Jordan Peele’s third film captures the terrible beauty of our endless fascination with events no matter how horrific
Jordan Peele’s third film captures the terrible beauty of our endless fascination with events no matter how horrific
Nope, Jordan Peele’s third film following Get Out (2017) and Us (2019), is nicely weird. The film, while looking at the spectacle and the dichotomy of our need to look at and away from terrible things is heart-breaking in its terrible beauty. Like the writer-director says, “The villain is this otherworldly threat. And it is also something that everyone has in common — everyone’s relationship to the spectacle.”
Nope
Director: Jordan Peele
Cast: Daniel Kaluuya, Keke Palmer, Steven Yeun, Michael Wincott, Brandon Perea, Barbie Ferreira, Keith David
Storyline: There is something strange in the neighbourhood and you better call horse wrangling siblings, an ace cinematographer and a tech salesman
Runtime: 130 minutes
The biblical verse that opens the film, “I will cast abominable filth upon you, make you vile and make you a spectacle”, sets the tone. At Haywood’s Hollywood Horses Ranch where Otis Haywood Sr (Keith David) raises and trains horses for film and television, tragedy strikes when Otis is inexplicably killed by a random object following out of the sky.
Otis’ son OJ (Daniel Kaluuya), who was with his father when the accident took place, and daughter Em (Keke Palmer) struggle to keep the ranch afloat. Their neighbour, Ricky (Steven Yeun), a former child star, runs a western theme park. He offers to buy the ranch, but OJ is reluctant to sell his legacy.
When electrical fluctuations and other strange things happen around the ranch, Em and OJ decide a picture of the extra-terrestrial presence would be the end of their money woes.

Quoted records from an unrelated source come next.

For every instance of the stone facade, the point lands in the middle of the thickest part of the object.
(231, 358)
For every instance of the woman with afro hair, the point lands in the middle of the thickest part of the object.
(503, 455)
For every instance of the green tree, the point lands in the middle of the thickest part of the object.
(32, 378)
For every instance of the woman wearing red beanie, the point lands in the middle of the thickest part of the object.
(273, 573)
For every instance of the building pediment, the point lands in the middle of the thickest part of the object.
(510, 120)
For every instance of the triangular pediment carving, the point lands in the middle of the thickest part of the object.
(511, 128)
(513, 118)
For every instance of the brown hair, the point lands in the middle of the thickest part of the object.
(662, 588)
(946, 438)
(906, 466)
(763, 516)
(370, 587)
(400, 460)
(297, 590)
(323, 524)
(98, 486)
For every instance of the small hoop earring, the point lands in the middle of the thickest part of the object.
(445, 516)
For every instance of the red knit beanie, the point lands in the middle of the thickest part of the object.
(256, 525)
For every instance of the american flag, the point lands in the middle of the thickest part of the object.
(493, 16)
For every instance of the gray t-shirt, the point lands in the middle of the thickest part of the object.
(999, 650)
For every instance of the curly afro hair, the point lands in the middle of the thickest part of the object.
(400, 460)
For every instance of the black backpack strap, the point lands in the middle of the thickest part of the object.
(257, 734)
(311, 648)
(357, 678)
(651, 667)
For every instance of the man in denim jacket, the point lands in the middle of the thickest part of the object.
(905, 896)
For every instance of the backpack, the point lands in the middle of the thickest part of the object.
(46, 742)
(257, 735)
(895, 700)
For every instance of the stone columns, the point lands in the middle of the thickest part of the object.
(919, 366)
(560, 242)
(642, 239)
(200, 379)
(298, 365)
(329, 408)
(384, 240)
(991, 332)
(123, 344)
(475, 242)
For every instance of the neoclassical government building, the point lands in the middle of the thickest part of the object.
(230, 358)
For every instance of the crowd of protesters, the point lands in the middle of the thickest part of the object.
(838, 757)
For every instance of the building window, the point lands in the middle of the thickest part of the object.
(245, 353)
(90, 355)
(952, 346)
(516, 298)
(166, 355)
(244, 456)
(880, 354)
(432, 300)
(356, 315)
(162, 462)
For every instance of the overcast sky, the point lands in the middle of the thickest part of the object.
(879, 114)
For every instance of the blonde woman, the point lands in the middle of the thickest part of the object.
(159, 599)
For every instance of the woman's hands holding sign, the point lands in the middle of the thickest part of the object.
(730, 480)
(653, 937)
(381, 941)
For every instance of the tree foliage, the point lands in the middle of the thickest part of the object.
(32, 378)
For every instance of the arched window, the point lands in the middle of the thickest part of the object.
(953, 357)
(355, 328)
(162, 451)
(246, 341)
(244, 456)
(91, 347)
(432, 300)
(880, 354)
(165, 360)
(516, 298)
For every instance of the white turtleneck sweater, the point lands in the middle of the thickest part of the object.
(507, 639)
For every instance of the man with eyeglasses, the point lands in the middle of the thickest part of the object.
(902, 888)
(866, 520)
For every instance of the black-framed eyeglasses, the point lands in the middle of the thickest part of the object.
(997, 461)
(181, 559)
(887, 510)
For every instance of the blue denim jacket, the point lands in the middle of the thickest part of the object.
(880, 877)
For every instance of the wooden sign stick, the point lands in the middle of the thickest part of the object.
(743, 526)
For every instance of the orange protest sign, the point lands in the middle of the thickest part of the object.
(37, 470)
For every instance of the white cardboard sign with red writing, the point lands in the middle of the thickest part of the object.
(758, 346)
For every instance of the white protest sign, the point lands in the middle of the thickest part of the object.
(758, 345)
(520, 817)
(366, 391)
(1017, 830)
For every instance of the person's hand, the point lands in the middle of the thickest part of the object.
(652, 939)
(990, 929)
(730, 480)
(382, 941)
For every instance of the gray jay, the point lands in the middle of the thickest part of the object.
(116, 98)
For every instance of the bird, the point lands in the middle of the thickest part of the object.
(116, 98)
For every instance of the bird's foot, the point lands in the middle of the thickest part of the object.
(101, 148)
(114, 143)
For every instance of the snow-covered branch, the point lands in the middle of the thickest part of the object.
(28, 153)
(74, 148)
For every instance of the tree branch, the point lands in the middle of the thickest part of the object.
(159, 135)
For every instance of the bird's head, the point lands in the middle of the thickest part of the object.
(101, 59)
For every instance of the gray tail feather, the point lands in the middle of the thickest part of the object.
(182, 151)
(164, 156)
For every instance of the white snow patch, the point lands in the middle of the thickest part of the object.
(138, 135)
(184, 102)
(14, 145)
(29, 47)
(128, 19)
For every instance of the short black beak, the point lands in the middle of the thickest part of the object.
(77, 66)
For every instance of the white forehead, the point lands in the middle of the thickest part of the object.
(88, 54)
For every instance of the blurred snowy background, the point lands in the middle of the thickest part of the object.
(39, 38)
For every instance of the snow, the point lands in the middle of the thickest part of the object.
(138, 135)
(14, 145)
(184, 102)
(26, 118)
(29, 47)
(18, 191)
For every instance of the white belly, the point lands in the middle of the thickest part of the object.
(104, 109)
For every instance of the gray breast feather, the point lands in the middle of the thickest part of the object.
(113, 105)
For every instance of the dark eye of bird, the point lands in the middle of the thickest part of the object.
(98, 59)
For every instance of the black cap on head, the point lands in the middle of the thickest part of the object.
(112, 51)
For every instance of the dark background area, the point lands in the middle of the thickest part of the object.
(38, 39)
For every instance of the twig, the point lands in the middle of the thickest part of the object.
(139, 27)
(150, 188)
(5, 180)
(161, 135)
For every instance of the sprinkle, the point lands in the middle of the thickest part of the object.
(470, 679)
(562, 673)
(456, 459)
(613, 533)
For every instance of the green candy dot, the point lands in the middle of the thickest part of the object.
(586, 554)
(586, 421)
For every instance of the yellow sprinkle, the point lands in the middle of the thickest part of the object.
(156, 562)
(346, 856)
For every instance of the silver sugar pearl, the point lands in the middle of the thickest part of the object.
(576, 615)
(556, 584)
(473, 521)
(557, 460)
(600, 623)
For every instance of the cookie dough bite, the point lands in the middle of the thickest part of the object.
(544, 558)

Angel (Brandon Perea) at the electronic store they go to buy all the surveillance equipment, and Antlers Holst, (Michael Wincott), a cinematographer join the UFO-hunting team.
The location of wide open spaces (Agua Dulce Desert in Los Angeles) is starkly seductive. The majesty and the brute power of the horses are in equal parts exhilarating and terrifying. Peele tells of spectacle and its exploitation in a series of gorgeous and terrifying frames, including the final unfurling of the alien’s true form. Even the title echoes the ever-present duality.
The theme of exploitation is explored in Ricky’s reaction to Gordy, the chimpanzee’s breakdown on set as well as the fact that as a child star, Ricky was sucked up and expelled out by the entertainment industry, mimicking the alien.
When Em talks of the fact that no one remembers the name of the black jockey on Plate 626 from Eadweard Muybridge’s ‘Animal Locomotion’, the first time still photographs were put together to make a moving picture, it is another instance of ignoring the Black contribution to Hollywood.
Nope looks at the different ways of seeing, consuming and capturing a spectacle. The coin-operated hand-cranked device in the wishing well which provides Polaroid pictures is absolutely brilliant. While the film references directors including Steven Spielberg ( Close Encounters of the Third Kind) and M. Night Shyamalan ( Signs), it is its own fantastic beast — a good miracle if there ever was one.